Leseprobe

Otto Winzen

Der Zahnarzt des Kaisers

I

Doktor D. war manch einem Vogel gleich:

vermochte gleichzeitig zu schlafen und zu wachen.

Hatte keine Erklärung dafür, wusste nicht,

dass es so etwas auch bei Mauerseglern,

Fregattvögeln und Basstölpeln gibt.

Vögel, die dahingleitend viel Zeit auf dem Meer verbringen.

 

Dr. D. war der Zahnarzt des Kaisers, der einzige,

der ihm neue Kronen setzen konnte, der das Innere seines

Mundes kannte wie kein anderer.

Immerhin musste er den Kaiser viele Jahre lang behandeln.

Er meinte, ihn gut zu kennen, nicht nur seine

Zähne, den Gaumen, das Zahnfleisch und die Zunge.

 

Verstieg sich gar dazu, dass er vielleicht das eine oder

andere ein klein wenig hätte beeinflussen können,

wäre er dem Kaiser gegenüber bloß mutiger gewesen.

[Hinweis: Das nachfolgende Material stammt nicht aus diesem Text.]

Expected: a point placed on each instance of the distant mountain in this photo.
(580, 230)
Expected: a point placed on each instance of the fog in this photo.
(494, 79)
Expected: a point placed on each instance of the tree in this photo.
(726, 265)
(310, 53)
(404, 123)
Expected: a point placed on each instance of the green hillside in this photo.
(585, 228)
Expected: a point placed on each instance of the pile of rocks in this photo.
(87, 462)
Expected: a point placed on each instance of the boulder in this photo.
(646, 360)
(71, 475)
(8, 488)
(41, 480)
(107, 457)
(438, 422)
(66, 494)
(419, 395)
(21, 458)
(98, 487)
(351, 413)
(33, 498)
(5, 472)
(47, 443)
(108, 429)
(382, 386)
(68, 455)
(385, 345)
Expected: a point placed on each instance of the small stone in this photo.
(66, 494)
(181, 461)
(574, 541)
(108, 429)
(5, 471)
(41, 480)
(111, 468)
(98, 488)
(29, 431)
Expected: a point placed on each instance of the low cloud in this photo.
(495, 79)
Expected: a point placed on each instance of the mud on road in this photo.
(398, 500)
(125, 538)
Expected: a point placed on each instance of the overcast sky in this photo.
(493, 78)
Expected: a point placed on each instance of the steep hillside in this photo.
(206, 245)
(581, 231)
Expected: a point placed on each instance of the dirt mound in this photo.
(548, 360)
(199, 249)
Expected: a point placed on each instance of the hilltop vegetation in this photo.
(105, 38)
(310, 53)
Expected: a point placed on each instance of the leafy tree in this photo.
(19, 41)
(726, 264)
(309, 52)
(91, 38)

Kaum jemand stand ihm so nah. Nur er kannte dessen Zahnfleisch

medizinisch so intim, dass es in seinen Händen lag, ob es heilte

oder sich entzündete.

Hatte Macht über Teile des Kaisers, ob es dem nun gefiel oder nicht.

Und das Gefühl, dass es diesem recht war.

 

Konnte der doch bei ihm für kurze Zeit ein Stück weit Verantwortung ablegen

wie zuvor an der Garderobe Mantel, Säbel und Hut. Nicht mehr und nicht weniger.

Bei Dr. D. war er fast privat.

Ging hier ein Stück weit auch dorthin, wohin selbst ein Kaiser zu Fuß geht.